Defence ministry clears Army’s case for 73,000 more assault rifles from US


NEW DELHI: The defence ministry has now finally cleared the Army’s proposal for the import of another 73,000 SiG Sauer assault rifles from the US, which will add to the 72,400 such guns bought earlier for frontline troops, amid the continuing delay in the manufacture of Russian AK-203 Kalashnikov rifles in India.
The approval for the additional 73,000 SiG-716 `Patrol’ rifles, at a cost of around Rs 840 crore, was granted by the Rajnath Singh-led Defence Acquisitions Council recently, sources told TOI on Tuesday.

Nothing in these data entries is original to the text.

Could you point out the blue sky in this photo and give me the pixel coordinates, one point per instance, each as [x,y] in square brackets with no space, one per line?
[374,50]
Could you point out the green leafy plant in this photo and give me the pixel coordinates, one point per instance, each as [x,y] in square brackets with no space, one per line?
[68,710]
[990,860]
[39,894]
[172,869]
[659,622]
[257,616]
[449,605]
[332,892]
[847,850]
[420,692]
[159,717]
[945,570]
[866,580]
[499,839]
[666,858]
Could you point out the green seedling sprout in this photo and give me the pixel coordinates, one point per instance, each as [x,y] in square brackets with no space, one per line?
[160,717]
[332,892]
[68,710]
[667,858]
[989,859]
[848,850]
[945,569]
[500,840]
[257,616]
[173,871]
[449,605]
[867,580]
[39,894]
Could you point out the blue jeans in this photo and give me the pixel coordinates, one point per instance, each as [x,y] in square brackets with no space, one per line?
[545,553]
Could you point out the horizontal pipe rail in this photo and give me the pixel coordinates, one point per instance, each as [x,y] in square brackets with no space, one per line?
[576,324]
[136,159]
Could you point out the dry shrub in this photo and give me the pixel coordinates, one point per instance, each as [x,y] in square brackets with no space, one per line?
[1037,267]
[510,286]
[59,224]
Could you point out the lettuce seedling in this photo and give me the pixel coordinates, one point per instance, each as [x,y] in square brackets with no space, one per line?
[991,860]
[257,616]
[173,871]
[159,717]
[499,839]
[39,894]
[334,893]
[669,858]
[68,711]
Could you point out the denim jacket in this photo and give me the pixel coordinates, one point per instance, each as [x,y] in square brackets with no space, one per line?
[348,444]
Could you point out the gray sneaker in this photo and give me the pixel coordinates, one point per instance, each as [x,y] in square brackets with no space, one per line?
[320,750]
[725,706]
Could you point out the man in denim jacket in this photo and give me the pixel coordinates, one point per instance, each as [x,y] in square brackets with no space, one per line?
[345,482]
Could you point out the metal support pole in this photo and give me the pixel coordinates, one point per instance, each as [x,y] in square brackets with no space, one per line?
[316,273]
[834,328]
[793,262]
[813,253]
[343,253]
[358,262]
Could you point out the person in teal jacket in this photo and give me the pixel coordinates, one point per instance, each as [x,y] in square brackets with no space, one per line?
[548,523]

The move comes at a time when the military confrontation with China in eastern Ladakh has entered the fourth successive winter now, and the much-awaited deliveries of the over six lakh AK-203 Kalashnikov rifles from the Korwa ordnance factory in Amethi district of UP are yet to begin.
The AK-203 project, through a joint venture called Indo-Russia Rifles Private Limited, was first announced in 2018 but was hit by huge delays due to costing, royalty, technology transfer, indigenisation level and other issues, as was reported by TOI earlier.
The delay in the project had led to the import the first lot of 72,400 SiG-716 assault rifles(66,400 for the Army, 4,000 IAF and 2,000 Navy) under a Rs 647 crore contract inked with US firm SiG Sauer under the fast-track procurement route in February 2019.
Dismissing reports of glitches in the US-origin guns, the Army contends the SiG-716 rifles, which are 7.62×51 mm calibre guns with an effective “kill” range of 500-metre, have “longer effective range, more lethality and higher recoil” as compared to the indigenous INSAS (5.56×51 mm) or AK-47 (7.62x39mm) rifles.
“The Army has been using ammunition manufactured by Indian ordnance factories for the SiG-716 rifles. No deviations in the performance of the weapon have been found,” an officer said.
“The rifles are also fitted with Picatinny rails to facilitate mounting of various equipment and accessories, such as optical sights, UBGL (under-barrel grenade launchers), forehand grips, bipods and laser pointers, without any modifications,” he added.
While the SiG-716 rifles will meet the immediate operational requirements of frontline troops, the AK-203 guns – with an effective range of 300-metre — will cater to the overall needs of the 12-lakh strong Army, as also the IAF and the Navy.
The Ak-203 rifles are also part of the Army’s long-delayed `future infantry soldier as a system’ (F-INSAS), which is aimed at equipping soldiers with three primary subsystems.
The first is the AK-203 assault rifles, with day and night holographic and reflex sights mounted on the weapons as well as helmets to enable a 360-degree visibility and accuracy in operational conditions.
The second subsystem is protection through a specially-designed helmet and bullet-proof jacket, while the third consists of a communication and surveillance system. “F-INSAS is capable of being upgraded further by incorporating real-time data connectivity,” an officer said.